News

One Compromised Vendor Login Exposed 6.8 Million Crunchyroll Users' Data

Sony-owned anime streaming service Crunchyroll has confirmed a data breach that exposed personal information tied to roughly 6.8 million users. The attack vector wasn’t some sophisticated exploit — it was a single compromised login belonging to a third-party outsourcing employee.

On March 12, 2026, an attacker infected a device belonging to a support agent at Telus International, a business process outsourcing (BPO) provider that handles Crunchyroll’s customer support operations. That malware captured the agent’s Okta single sign-on credentials, giving the hacker direct access to Crunchyroll’s internal systems — Zendesk, Slack, Google Workspace, Jira, and customer analytics tools.

Within 24 hours, the attacker had downloaded approximately 100GB of data, including around 8 million support ticket records.

What Was Exposed

The stolen data is a detailed picture of Crunchyroll’s user base. Compromised support ticket records contained:

  • Email addresses (approximately 6.8 million unique addresses)
  • Full names and usernames
  • IP addresses
  • Geographic location data
  • Complete support ticket conversations

Partial credit card details — last four digits and expiry dates — were also exposed in cases where users had shared payment information directly in support tickets. Have I Been Pwned added the dataset on April 4, 2026, confirming 1.2 million email addresses from the breach.

The Third-Party Problem

The attacker didn’t breach Crunchyroll directly. They breached an employee of a company that Crunchyroll hired to answer customer emails. That outsourcing employee had Okta SSO access — a single login that opened the door to multiple internal systems simultaneously.

This is the supply chain risk that privacy advocates have been warning about for years. When you sign up for a service, you’re not just trusting that company. You’re trusting every contractor, outsourcing partner, and vendor they work with. Crunchyroll has 17 million paying subscribers and 120 million registered users. Those users had no way to know that their support interactions were being handled by Telus International, or that a Telus employee’s device could become the entry point for a massive data extraction.

BPO providers are high-value targets precisely because of this access. They sit at the intersection of multiple enterprise systems, often with privileged credentials, while operating outside the direct security oversight of the companies they serve. One infected laptop at an outsourcing firm in India compromised data that Sony’s cybersecurity team was supposed to protect.

The Extortion Attempt

After extracting the data, the hacker contacted Crunchyroll demanding $5 million to prevent public release. Crunchyroll did not respond to the demand. The attacker then reached out to media outlets including BleepingComputer and International Cyber Digest, providing evidence of the breach — screenshots showing access to Slack channels, Zendesk dashboards, and internal analytics.

Crunchyroll’s official statement was carefully worded: “We have not identified evidence of ongoing access to systems in relation to these claims.” The company says it contained the intrusion within 24 hours.

Support Tickets Are a Privacy Goldmine

What makes this breach particularly concerning is the nature of the stolen data. Support tickets aren’t just metadata — they contain unstructured conversations where users routinely share personal details. People describe their problems in their own words, often including account details, payment issues, device information, and location context that wouldn’t appear in a standard database.

Support ticket systems are often treated as operational tools rather than sensitive data stores. They typically lack the encryption, access restrictions, and monitoring applied to production databases holding user credentials or payment information. Yet they can contain equally revealing personal data.

Why This Matters

Every major platform outsources some of its operations. Customer support, content moderation, data processing — these functions are routinely handed off to third-party firms that operate in different countries, under different security standards, with employees who have deep access to the platform’s internal systems.

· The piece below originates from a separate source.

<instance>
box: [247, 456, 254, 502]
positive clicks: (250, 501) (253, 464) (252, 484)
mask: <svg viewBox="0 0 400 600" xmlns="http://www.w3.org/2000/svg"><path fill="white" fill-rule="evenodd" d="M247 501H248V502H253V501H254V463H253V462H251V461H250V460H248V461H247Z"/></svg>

Users never get a say in these arrangements. You don’t get to opt out of having your support ticket handled by an outsourcing firm. You don’t get to audit whether that firm’s employees are using properly secured devices. You simply have to trust that the service you’re paying for has made good decisions about who gets access to your data.

The Crunchyroll breach is a clear demonstration of why that trust is often misplaced. A single compromised device at a third-party vendor gave an attacker access to 100GB of user data across multiple internal systems. The chain of trust — from user to Crunchyroll to Sony to Telus International to an individual employee’s laptop — had too many links and not enough controls.

What Affected Users Should Do

If you’ve ever contacted Crunchyroll customer support, your data may be part of this breach. Check Have I Been Pwned to verify whether your email address appears in the dataset.

  • Change your Crunchyroll password and any other accounts using the same credentials
  • Enable multi-factor authentication on Crunchyroll and your email accounts
  • Watch for targeted phishing — attackers with access to your support conversations know what issues you’ve reported and can craft convincing follow-up emails
  • Be cautious of “Crunchyroll security” emails asking you to verify your account or click links. Go directly to the site instead

When a company outsources its operations, it outsources its security risks too. The difference is that when things go wrong, it’s your data on the line — not theirs.